The complexity inside amdgpu_vm_pt_free_dfs() really starts to make no 
sense any more.

First of all ditch the usage in amdgpu_vm_pt_free_root(). Instead just 
inline the call to for_each_amdgpu_vm_pt_dfs_safe() to free up all of 
the page tables immediately.

Then the other use case in amdgpu_vm_ptes_update():

/* Make sure previous mapping is freed */
if (cursor.entry->bo) {
     params->table_freed = true;
     amdgpu_vm_pt_free_dfs(adev, params->vm, &cursor, params->unlocked);
}

We should basically change params->table_freed into a list_head and put 
all to be freed entries on there.

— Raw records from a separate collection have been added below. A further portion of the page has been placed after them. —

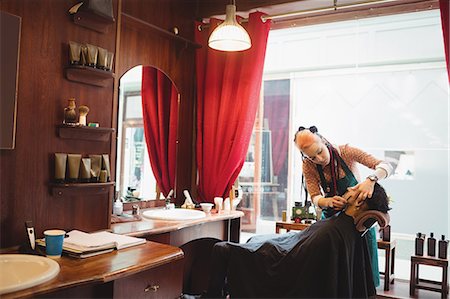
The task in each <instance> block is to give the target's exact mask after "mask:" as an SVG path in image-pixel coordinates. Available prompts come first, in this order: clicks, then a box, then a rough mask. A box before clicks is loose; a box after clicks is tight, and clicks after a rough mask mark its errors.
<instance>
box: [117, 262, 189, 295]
mask: <svg viewBox="0 0 450 299" xmlns="http://www.w3.org/2000/svg"><path fill="white" fill-rule="evenodd" d="M182 287H183V260H178V261H174V262H171V263H169V264H165V265H162V266H159V267H156V268H153V269H150V270H147V271H143V272H140V273H136V274H134V275H131V276H128V277H125V278H121V279H118V280H116V281H114V298H178V297H179V296H180V295H181V292H182Z"/></svg>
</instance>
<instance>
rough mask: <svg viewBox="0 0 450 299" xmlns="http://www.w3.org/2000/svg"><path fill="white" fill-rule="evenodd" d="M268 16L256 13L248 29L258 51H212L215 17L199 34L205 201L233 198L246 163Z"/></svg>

Something like that:

spin_lock(&vm->status_lock);
for_each_amdgpu_vm_pt_dfs_safe(adev, vm, start, cursor, entry)
     list_move(&entry->vm_status, &params->table_freed);
spin_unlock(&vm->status_lock);

And then finally in amdgpu_vm_update_range() we should call 
amdgpu_vm_pt_free_dfs() to really free up all PDs/PTs (probably rename 
the function while at it).

Regards,
Christian.

>   
>   /**
> @@ -724,7 +730,7 @@ static void amdgpu_vm_pt_free_dfs(struct amdgpu_device *adev,
>    */
>   void amdgpu_vm_pt_free_root(struct amdgpu_device *adev, struct amdgpu_vm *vm)
>   {
> -	amdgpu_vm_pt_free_dfs(adev, vm, NULL, false);
> +	amdgpu_vm_pt_free_dfs(adev, vm, NULL, false, true);
>   }
>   
>   /**
> @@ -1059,7 +1065,8 @@ int amdgpu_vm_ptes_update(struct amdgpu_vm_update_params *params,
>   					params->needs_flush = true;
>   					amdgpu_vm_pt_free_dfs(adev, params->vm,
>   							      &cursor,
> -							      params->unlocked);
> +							      params->unlocked,
> +							      false);
>   				}
>   				amdgpu_vm_pt_next(adev, &cursor);
>   			}